The first metric is the number of items (Selection). This is the result of mapping articles to the content gap, and it stands out as the most obvious and necessary metric. Editors need to know the number of articles created for a specific category or the imbalance between two (i.e., men biographies vs women biographies).
The second metric is a compound-quality score, which indicates the degree of completion of an article. This is a compound metric which encompasses length, # sections, # images, among other aspects. Compound metrics can be a good solution for certain dimensions. e.g., in Extent, in which a single indicator like length (in number of Bytes) might be valuable but too similar to number of references or number of images. Therefore, we risk not having orthogonality.
Here we find some tension between what the community would like (“actionability”) and scientific maturity, which tends to create scores.

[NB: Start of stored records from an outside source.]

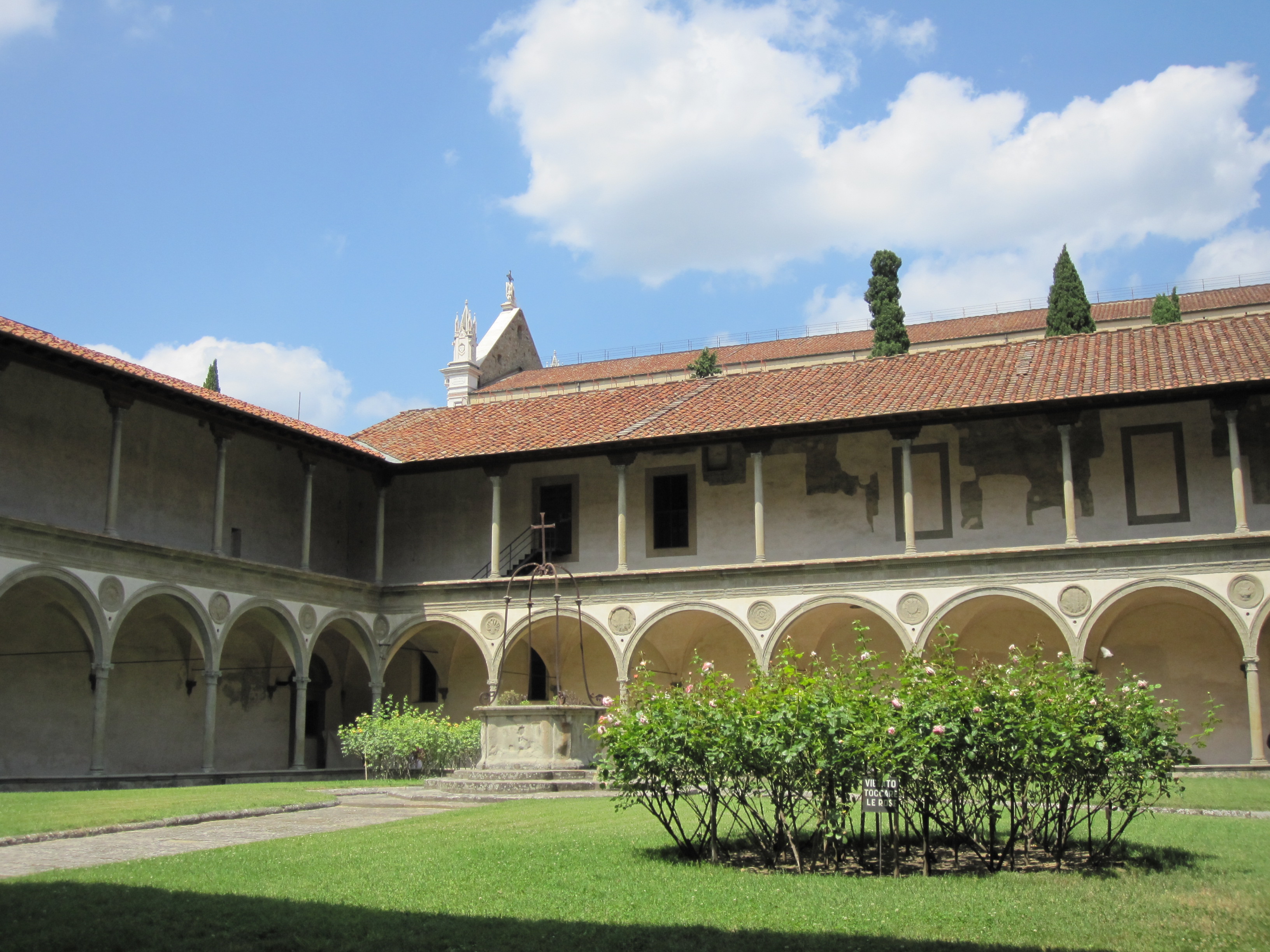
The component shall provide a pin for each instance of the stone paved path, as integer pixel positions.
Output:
(168, 841)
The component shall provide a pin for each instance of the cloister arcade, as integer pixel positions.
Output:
(162, 686)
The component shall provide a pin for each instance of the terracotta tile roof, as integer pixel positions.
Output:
(21, 332)
(925, 333)
(1047, 371)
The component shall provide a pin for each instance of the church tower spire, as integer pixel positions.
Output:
(463, 375)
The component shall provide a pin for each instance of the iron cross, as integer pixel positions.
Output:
(544, 527)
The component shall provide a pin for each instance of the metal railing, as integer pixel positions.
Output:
(812, 331)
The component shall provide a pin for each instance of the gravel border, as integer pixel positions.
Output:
(155, 824)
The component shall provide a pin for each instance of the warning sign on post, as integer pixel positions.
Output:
(882, 795)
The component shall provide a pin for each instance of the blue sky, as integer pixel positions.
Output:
(312, 191)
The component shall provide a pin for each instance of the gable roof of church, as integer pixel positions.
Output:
(45, 350)
(1179, 361)
(926, 333)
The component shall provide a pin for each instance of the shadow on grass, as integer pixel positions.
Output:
(103, 917)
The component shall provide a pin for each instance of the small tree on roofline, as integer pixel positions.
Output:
(891, 337)
(1070, 310)
(1166, 309)
(707, 365)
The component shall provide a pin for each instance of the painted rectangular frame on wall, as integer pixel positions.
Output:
(897, 462)
(537, 504)
(691, 549)
(1131, 490)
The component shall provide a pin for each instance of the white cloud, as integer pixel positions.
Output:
(1242, 252)
(663, 141)
(846, 306)
(26, 16)
(145, 19)
(917, 37)
(267, 375)
(383, 405)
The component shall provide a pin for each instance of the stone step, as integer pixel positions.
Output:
(478, 775)
(449, 785)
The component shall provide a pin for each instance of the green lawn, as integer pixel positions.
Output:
(1223, 794)
(573, 875)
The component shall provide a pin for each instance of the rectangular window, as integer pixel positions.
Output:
(1155, 474)
(557, 499)
(671, 511)
(933, 492)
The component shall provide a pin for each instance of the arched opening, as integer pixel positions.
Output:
(340, 690)
(1180, 640)
(439, 665)
(830, 630)
(559, 665)
(989, 625)
(671, 644)
(154, 721)
(254, 710)
(46, 681)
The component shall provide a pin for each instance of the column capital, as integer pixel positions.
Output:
(903, 433)
(116, 400)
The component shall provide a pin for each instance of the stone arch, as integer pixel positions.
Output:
(290, 635)
(93, 622)
(833, 617)
(202, 624)
(260, 655)
(160, 647)
(342, 650)
(51, 635)
(456, 653)
(1184, 638)
(707, 626)
(598, 648)
(994, 617)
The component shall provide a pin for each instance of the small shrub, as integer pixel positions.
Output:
(398, 740)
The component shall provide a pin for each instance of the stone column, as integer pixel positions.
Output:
(101, 682)
(1254, 683)
(496, 542)
(219, 508)
(760, 540)
(1065, 436)
(112, 485)
(211, 681)
(496, 475)
(1241, 513)
(307, 530)
(381, 494)
(620, 461)
(907, 462)
(298, 756)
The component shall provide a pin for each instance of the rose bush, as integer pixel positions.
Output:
(399, 740)
(994, 761)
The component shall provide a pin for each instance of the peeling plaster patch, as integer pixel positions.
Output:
(1029, 447)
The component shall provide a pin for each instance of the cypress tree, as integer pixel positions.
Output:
(1166, 309)
(1070, 310)
(707, 365)
(891, 337)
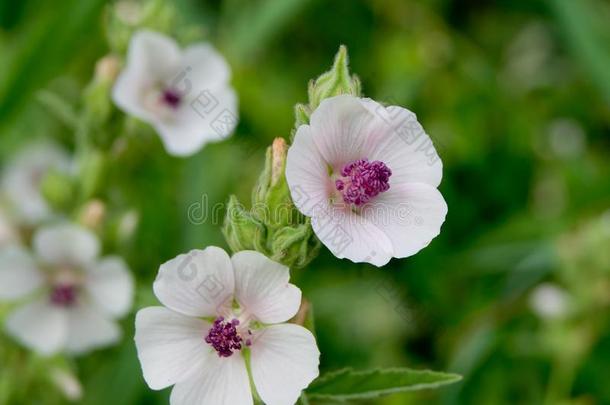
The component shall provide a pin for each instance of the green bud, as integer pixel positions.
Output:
(98, 93)
(58, 189)
(335, 82)
(126, 16)
(271, 198)
(93, 166)
(241, 229)
(295, 246)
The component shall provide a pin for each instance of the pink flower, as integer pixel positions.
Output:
(367, 176)
(217, 310)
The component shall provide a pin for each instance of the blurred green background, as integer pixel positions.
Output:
(515, 95)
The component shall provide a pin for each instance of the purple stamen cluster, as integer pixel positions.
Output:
(224, 338)
(63, 295)
(362, 180)
(171, 98)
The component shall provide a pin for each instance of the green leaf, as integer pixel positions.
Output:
(348, 384)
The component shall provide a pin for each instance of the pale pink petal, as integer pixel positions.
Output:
(349, 235)
(307, 173)
(39, 326)
(224, 381)
(200, 283)
(210, 116)
(410, 215)
(284, 361)
(262, 288)
(205, 68)
(402, 144)
(19, 274)
(171, 346)
(66, 245)
(152, 60)
(110, 284)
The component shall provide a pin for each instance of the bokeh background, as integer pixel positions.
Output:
(514, 294)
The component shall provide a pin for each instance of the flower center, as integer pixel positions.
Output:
(362, 180)
(63, 295)
(225, 337)
(171, 98)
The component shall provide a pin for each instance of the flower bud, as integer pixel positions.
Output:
(58, 189)
(295, 246)
(93, 213)
(97, 95)
(273, 226)
(241, 230)
(335, 82)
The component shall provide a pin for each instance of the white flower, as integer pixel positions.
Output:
(367, 176)
(8, 233)
(549, 301)
(184, 94)
(219, 308)
(23, 176)
(74, 297)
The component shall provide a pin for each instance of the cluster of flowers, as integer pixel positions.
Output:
(225, 321)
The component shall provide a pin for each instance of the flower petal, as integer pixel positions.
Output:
(402, 144)
(152, 58)
(342, 129)
(66, 244)
(262, 288)
(285, 360)
(19, 275)
(224, 381)
(210, 116)
(39, 326)
(307, 173)
(170, 346)
(89, 328)
(352, 236)
(200, 283)
(110, 284)
(410, 215)
(205, 68)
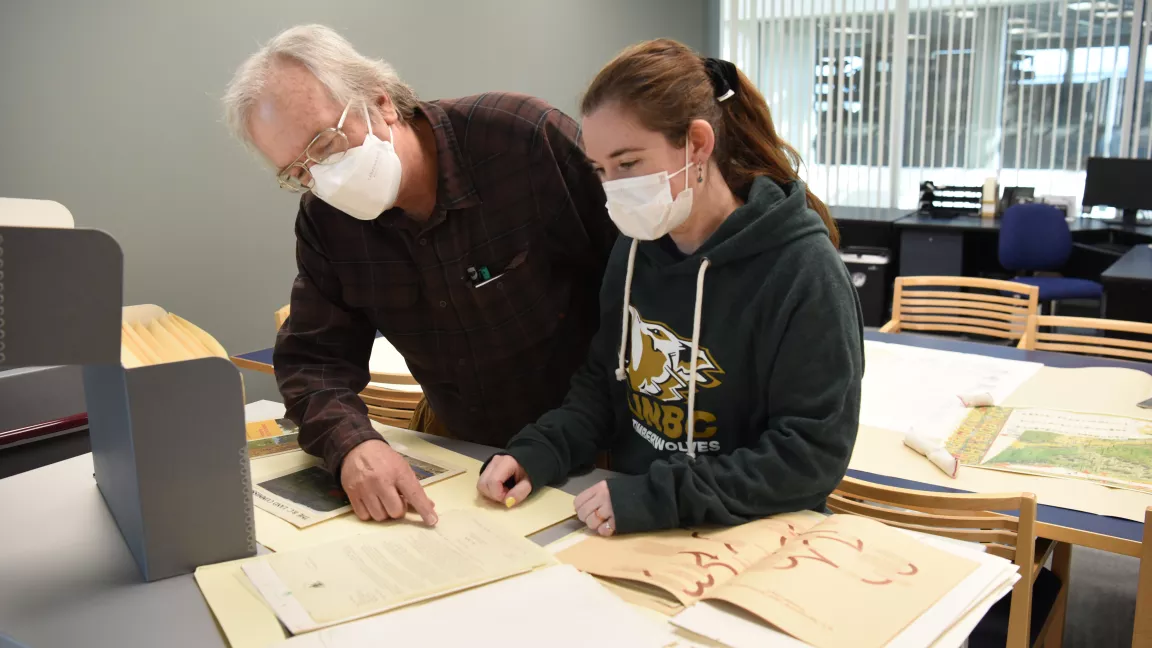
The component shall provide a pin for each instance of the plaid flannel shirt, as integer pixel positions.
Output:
(516, 196)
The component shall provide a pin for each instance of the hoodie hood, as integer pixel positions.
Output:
(773, 217)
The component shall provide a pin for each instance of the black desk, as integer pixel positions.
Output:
(1128, 286)
(871, 227)
(950, 247)
(969, 246)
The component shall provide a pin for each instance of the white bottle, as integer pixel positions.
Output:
(988, 200)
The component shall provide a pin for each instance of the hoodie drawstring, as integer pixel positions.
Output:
(626, 315)
(626, 318)
(696, 355)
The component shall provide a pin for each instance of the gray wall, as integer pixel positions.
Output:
(112, 108)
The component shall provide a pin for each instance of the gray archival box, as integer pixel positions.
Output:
(167, 441)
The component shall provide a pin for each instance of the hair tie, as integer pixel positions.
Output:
(725, 77)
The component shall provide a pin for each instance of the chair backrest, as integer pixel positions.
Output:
(1035, 236)
(968, 517)
(281, 316)
(985, 307)
(1039, 336)
(29, 212)
(391, 406)
(1142, 631)
(393, 394)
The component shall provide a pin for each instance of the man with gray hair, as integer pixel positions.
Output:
(471, 233)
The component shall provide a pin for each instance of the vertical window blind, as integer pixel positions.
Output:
(879, 96)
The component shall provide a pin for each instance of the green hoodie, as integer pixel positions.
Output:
(778, 381)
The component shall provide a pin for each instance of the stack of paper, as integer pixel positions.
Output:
(392, 402)
(150, 336)
(298, 489)
(555, 607)
(802, 579)
(918, 390)
(547, 506)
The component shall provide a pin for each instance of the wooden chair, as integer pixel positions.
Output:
(933, 303)
(1142, 633)
(972, 517)
(389, 397)
(1038, 336)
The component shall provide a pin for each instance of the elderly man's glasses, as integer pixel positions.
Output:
(328, 147)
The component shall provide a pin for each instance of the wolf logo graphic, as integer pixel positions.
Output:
(660, 361)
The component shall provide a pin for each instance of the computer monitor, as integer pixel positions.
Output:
(1119, 182)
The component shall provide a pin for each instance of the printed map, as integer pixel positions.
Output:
(1111, 450)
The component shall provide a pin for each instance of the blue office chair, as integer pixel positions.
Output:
(1035, 238)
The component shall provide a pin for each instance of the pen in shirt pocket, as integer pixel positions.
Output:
(482, 276)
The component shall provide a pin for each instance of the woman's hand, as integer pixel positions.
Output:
(593, 507)
(500, 473)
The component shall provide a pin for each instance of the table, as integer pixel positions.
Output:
(1128, 286)
(1065, 525)
(67, 578)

We lean towards the second, as choosing an actionable metric (e.g., number of sources, which fits very well with certain campaigns) may not be enough. Community members work on various aspects.
The third metric is visibility, which is the percentage of articles for each category of a gap that are visible in the Main Page. This has been requested for the Main Page, although it would also make sense to explore its implementation in the Featured Articles, considering that these reviewed articles with a quality distinction that obtain some extra visibility in the project.
These metrics are implemented and can be seen in the form of visualizations.
Unaddressed aspects
[edit]Some very valuable aspects of the content gaps were mentioned in the interviews and have not been addressed.
They would require new original research beyond the scope of this project and will be addressed in the future.
- Deletion process (deletionability)
- Engagement (power dynamics behind the article edit history)
- Different types of references (authority sources)
References
[edit]- ↑ Wagner, Claudia; Garcia, David; Jadidi, Mohsen; Strohmaier, Markus (2015-04-21). "It's a Man's Wikipedia? Assessing Gender Inequality in an Online Encyclopedia". Ninth International AAAI Conference on Web and Social Media. Ninth International AAAI Conference on Web and Social Media.
- ↑ Beytía, P., & Wagner, C. (2021). Visibility Layers: A Framework for Facing the Complexity of the Gender Gap in Wikipedia Content. Available at SSRN 3774293.